# Neural Networks

In [1]:
import torch
import torch.nn as nn
import numpy as np

In [2]:
# initializes matrix W and vector b
classifier = nn.Linear(5, 10) # 5 inputs 10 outputs

In [3]:
model = nn.Linear(10,3) # 10 inputs 3 outputs
loss = nn.MSELoss()
## dummy input x
input_vector = torch.randn(10)
input_vector

tensor([ 0.7889, -0.8749, -1.7647, -0.4678,  0.1724, -0.7130, -0.1860, -1.1708,
        -0.7079,  1.1622])

In [4]:
## class number 3, denoted as a vector with the class index to 1
target = torch.tensor([0,0,1])
## y in math
# passing the input vector to the model object of the linear classifier
pred = model(input_vector)
output = loss(pred, target) # loss is also object for MSE loss
print("Prediction: " ,pred)
print("Output: " , output)

Prediction:  tensor([-0.7739,  0.4137,  0.3271], grad_fn=<ViewBackward0>)
Output:  tensor(0.4076, grad_fn=<MseLossBackward0>)


In [5]:
def train():

    model = nn.Linear(4,2) # 4 inputs 2 outputs

    criterion = torch.nn.MSELoss()
    optimizer = torch.optim.SGD(model.parameters(), lr=0.1)

    for epoch in range(10):
        # Converting inputs and labels to Variable
        inputs = torch.Tensor([0.8,0.4,0.4,0.2])
        labels = torch.Tensor([1,0])

        # Clear gradient buffers because we don't want any gradient from previous epoch to carry forward
        optimizer.zero_grad()

        # get output from the model, given the inputs
        outputs = model(inputs)

        # get loss for the predicted output
        loss = criterion(outputs, labels)
        print(loss)

        # get gradients w.r.t to parameters
        loss.backward()

        # update parameters
        optimizer.step()

        print('epoch {}, loss {}'.format(epoch, loss.item()))

if __name__ == "__main__":
    train()

tensor(1.2210, grad_fn=<MseLossBackward0>)
epoch 0, loss 1.2210241556167603
tensor(0.7815, grad_fn=<MseLossBackward0>)
epoch 1, loss 0.7814555168151855
tensor(0.5001, grad_fn=<MseLossBackward0>)
epoch 2, loss 0.5001314878463745
tensor(0.3201, grad_fn=<MseLossBackward0>)
epoch 3, loss 0.3200841248035431
tensor(0.2049, grad_fn=<MseLossBackward0>)
epoch 4, loss 0.2048538327217102
tensor(0.1311, grad_fn=<MseLossBackward0>)
epoch 5, loss 0.13110646605491638
tensor(0.0839, grad_fn=<MseLossBackward0>)
epoch 6, loss 0.08390815556049347
tensor(0.0537, grad_fn=<MseLossBackward0>)
epoch 7, loss 0.053701214492321014
tensor(0.0344, grad_fn=<MseLossBackward0>)
epoch 8, loss 0.03436878323554993
tensor(0.0220, grad_fn=<MseLossBackward0>)
epoch 9, loss 0.02199600636959076


In [6]:
model = nn.Sequential(
        nn.Linear(3, 20), # 3 input features, 20 output features
        nn.ReLU(), # activation,=
        nn.Linear(20,2) # 2 output classes
)

print(model)

Sequential(
  (0): Linear(in_features=3, out_features=20, bias=True)
  (1): ReLU()
  (2): Linear(in_features=20, out_features=2, bias=True)
)


In [7]:
model = nn.Sequential(
        nn.Linear(4,5),
        nn.ReLU(),
        nn.Linear(4,2)
)

print(model)

Sequential(
  (0): Linear(in_features=4, out_features=5, bias=True)
  (1): ReLU()
  (2): Linear(in_features=4, out_features=2, bias=True)
)


## Universal approximation theorem:

According to the universal approximation theorem, given enough neurons and the correct set of weights, a multi-layer NN can approximate any function.

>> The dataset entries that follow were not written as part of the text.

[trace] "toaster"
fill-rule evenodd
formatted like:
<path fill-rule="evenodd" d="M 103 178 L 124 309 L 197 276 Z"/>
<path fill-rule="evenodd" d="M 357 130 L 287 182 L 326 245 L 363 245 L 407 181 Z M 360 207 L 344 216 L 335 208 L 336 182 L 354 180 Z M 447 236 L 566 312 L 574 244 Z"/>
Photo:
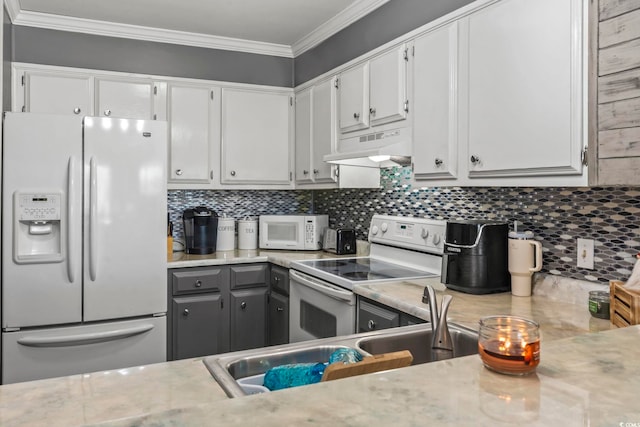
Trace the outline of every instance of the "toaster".
<path fill-rule="evenodd" d="M 356 232 L 352 228 L 327 228 L 322 249 L 337 255 L 356 253 Z"/>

Learning this function is increasingly hard, and we have no guarantee that our data are enough to do so.

Admittedly, that doesn’t mean we should only use NNs.

In fact, we will learn about other models and how we can make a NN more compact, wider, or deeper to learn very rich data representations.

Why is that even useful?

Because NNs hide another secret besides being very good function approximators. They are also very good feature extractors.

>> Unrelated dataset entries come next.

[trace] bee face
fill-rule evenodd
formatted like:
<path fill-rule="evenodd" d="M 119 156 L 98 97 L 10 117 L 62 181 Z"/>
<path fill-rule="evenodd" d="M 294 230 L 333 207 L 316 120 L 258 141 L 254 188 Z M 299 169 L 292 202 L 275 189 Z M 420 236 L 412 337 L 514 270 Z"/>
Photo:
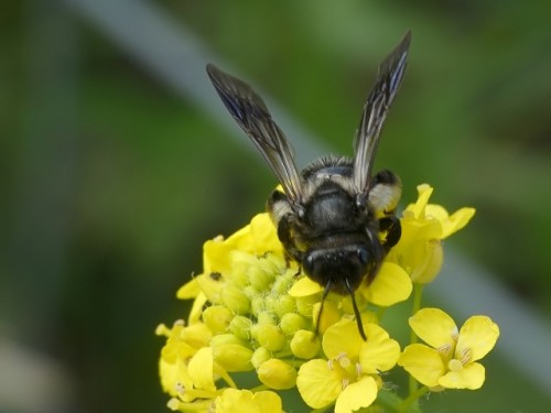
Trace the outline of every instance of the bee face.
<path fill-rule="evenodd" d="M 354 157 L 324 156 L 302 172 L 260 96 L 242 80 L 207 66 L 226 108 L 282 186 L 268 199 L 268 210 L 287 256 L 324 286 L 322 308 L 329 292 L 352 297 L 364 339 L 354 292 L 375 278 L 386 253 L 400 239 L 395 215 L 400 178 L 390 171 L 371 175 L 371 167 L 380 130 L 401 85 L 410 40 L 408 32 L 379 66 L 354 141 Z"/>

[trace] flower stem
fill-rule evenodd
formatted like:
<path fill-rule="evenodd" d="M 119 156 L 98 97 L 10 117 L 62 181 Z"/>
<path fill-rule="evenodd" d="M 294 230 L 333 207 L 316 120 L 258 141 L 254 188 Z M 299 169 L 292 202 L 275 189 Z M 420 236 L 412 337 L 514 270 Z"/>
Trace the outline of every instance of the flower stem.
<path fill-rule="evenodd" d="M 412 311 L 411 311 L 411 315 L 415 315 L 415 313 L 421 308 L 421 297 L 423 295 L 423 284 L 419 284 L 419 283 L 414 283 L 413 284 L 413 307 L 412 307 Z M 417 335 L 413 330 L 411 330 L 411 335 L 410 335 L 410 344 L 414 344 L 417 343 Z M 423 389 L 423 388 L 421 388 Z M 418 390 L 418 382 L 417 380 L 413 378 L 413 376 L 410 374 L 409 377 L 409 396 L 408 399 L 406 399 L 404 403 L 410 400 L 413 395 L 415 395 L 417 393 L 419 392 Z M 412 399 L 408 404 L 407 406 L 411 405 L 412 403 L 415 403 L 417 404 L 417 399 L 419 399 L 419 396 Z"/>
<path fill-rule="evenodd" d="M 410 407 L 417 406 L 419 398 L 421 398 L 428 391 L 429 388 L 426 385 L 423 385 L 422 388 L 417 389 L 413 393 L 410 393 L 410 395 L 408 395 L 408 399 L 401 402 L 398 406 L 398 412 L 406 413 Z"/>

## Deep neural networks as feature extractors

Feature extraction can be seen as the transformation of the input data points from the input space to the feature space where classification is much easier.

Here is an intuitive and oversimplified example:

Imagine that each data point has 70 dimensions. Finding the correct 70-dimensional function to distinguish the data into two categories is very difficult and time consuming.

Instead, we transform our input to a three-dimensional space where a classifier can approximate the decision boundary more easily. If we transform the 3D decision boundary back to the 70-dimensional space, we will see that it corresponds to a 70-dimensional decision boundary.

The transformed space does not always need to be low-dimensional, but high-dimensional spaces do not guarantee better results either.

Think of the 70-dim example: if one of these input dimensions refers to the label, it would be enough to have 100% accuracy.

In any case, this is the main reason Deep Neural Networks (DNNs) exist: to transform the input data into a “better” space. Better because we can classify the data more easily after we transform them!

In fact, in most real-life applications, only the last one or two layers of a neural network performs the actual classification. The rest account for feature extraction and learning representations.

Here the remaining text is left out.